Colaboração para o UOL, em Brasília

13/09/2019 04h00

Avessos a críticas, os políticos brasileiros pregam para convertidos nas redes sociais e bloqueiam seguidores com opinião antagônica. Na era das relações virtuais, a exclusão de divergentes expõe a falta de transparência de algumas autoridades, viola o livre acesso à informação e cerceia a liberdade de expressão. Com essas motivações, esses bloqueios têm virado ações judiciais.

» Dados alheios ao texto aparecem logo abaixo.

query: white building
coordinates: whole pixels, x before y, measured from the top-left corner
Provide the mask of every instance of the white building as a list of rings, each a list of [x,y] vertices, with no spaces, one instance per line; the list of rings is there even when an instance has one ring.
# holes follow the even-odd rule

Para o analista e advogado Melillo Dinis, as novas tecnologias mudaram a relação entre transparência, comunicação e política. "A população passou a ter conhecimento das medidas e das opiniões dos governantes através das redes sociais, que viraram personagem desse novo modelo de relacionamento", afirma.

À procura de popularidade, o político interage de acordo com o interesse da maioria dos seguidores. O bloqueio é a solução instantânea contra o eleitor descrente, expulso do convívio virtual ao menor sinal de discordância. Assim, cria-se uma massa de discípulos com pensamentos idênticos.

No contexto de descarte de seguidores, o UOL encontrou reclamações contra bloqueios no Twitter contra, pelo menos, 11 autoridades, considerando apenas o mês de agosto:

  • Presidente Jair Bolsonaro (PSL)
  • Ex-presidente Luiz Inácio Lula da Silva (PT-SP)
  • Senador Flávio Bolsonaro (PSL-RJ)
  • Deputado federal Eduardo Bolsonaro (PSL-SP)
  • Vereador Carlos Bolsonaro (PSC-RJ)
  • Deputada federal Carla Zambelli (PSL-SP)
  • Deputada Gleisi Hoffmann (PT-PR)
  • Ministro Abraham Weintraub (Educação)
  • Ministro Ricardo Salles (Meio Ambiente)
  • Deputado federal Luiz Philippe de Orléans e Bragança (PSL-SP)
  • Senador Renan Calheiros (MDB-AL)

Bolsonaro lidera o número de reclamações, com a exclusão de oito seguidores em agosto. O professor e mestre em direito Thiago Gomes Viana coletou uma série de casos e ingressou com uma ação popular para declarar "a ilegalidade do bloqueio de usuários" pelo presidente.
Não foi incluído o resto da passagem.